Ly-alpha Radiative Transfer: A Stokes Vector Approach to Ly-alpha Polarization

The Monte Carlo Ly-alpha radiative transfer (RT) code LaRT is extended to deal with the polarization of Ly-alpha using the Stokes vector formalism. LaRT is superb, compared to the preexisting codes, in that it uses a smoothly and seamlessly varying phase function as frequency changes. We also provide the scattering matrix element for the circular polarization of Ly-alpha, which may be necessary to consider a system where dust coexists with hydrogen atoms. We apply LaRT to a few models to explore the fundamental polarization properties of Ly-alpha. Interestingly, individual Ly-alpha photon packets are found to be almost completely polarized by a sufficient number of scatterings (Nscatt = 10^4-10^5 in a static medium) or Doppler shifts induced by gas motion, even starting from unpolarized light. It is also found that the polarization pattern can exhibit a non-monotonically increasing pattern in some cases, besides the commonly-known trend that the polarization monotonically increases with radius. We argue that the polarization properties are primarily determined by the degree of polarization of individual photon packets and the anisotropy of the Ly-alpha radiation field, which are eventually controlled by the medium's optical depth and velocity field.
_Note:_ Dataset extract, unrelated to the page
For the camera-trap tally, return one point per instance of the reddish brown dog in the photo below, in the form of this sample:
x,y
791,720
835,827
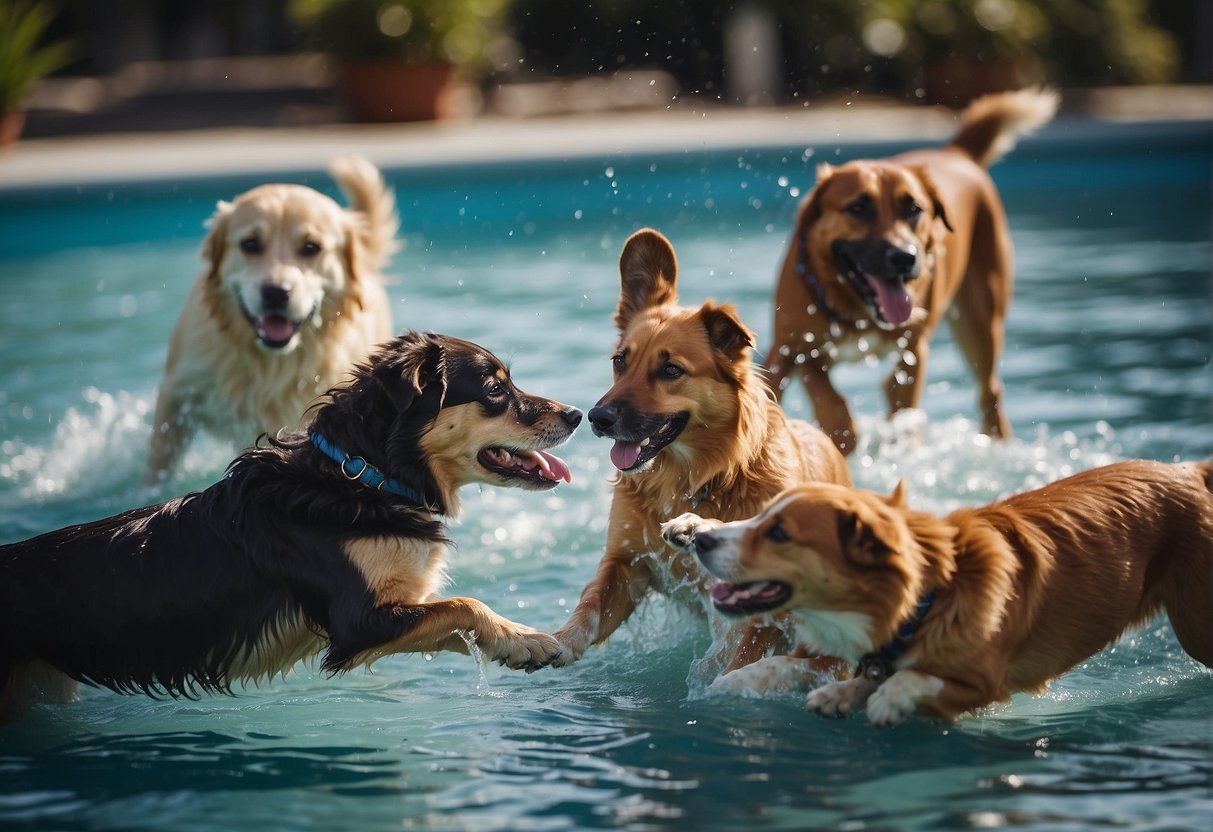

If once Ly-alpha photon packets achieve ~100% polarization, the radial profile of polarization appears to correlate with the surface brightness profile. A steep surface brightness profile tends to yield a rapid increase of the linear polarization near the Ly-alpha source location. In contrast, a shallow surface brightness profile gives rise to a slowly increasing polarization pattern.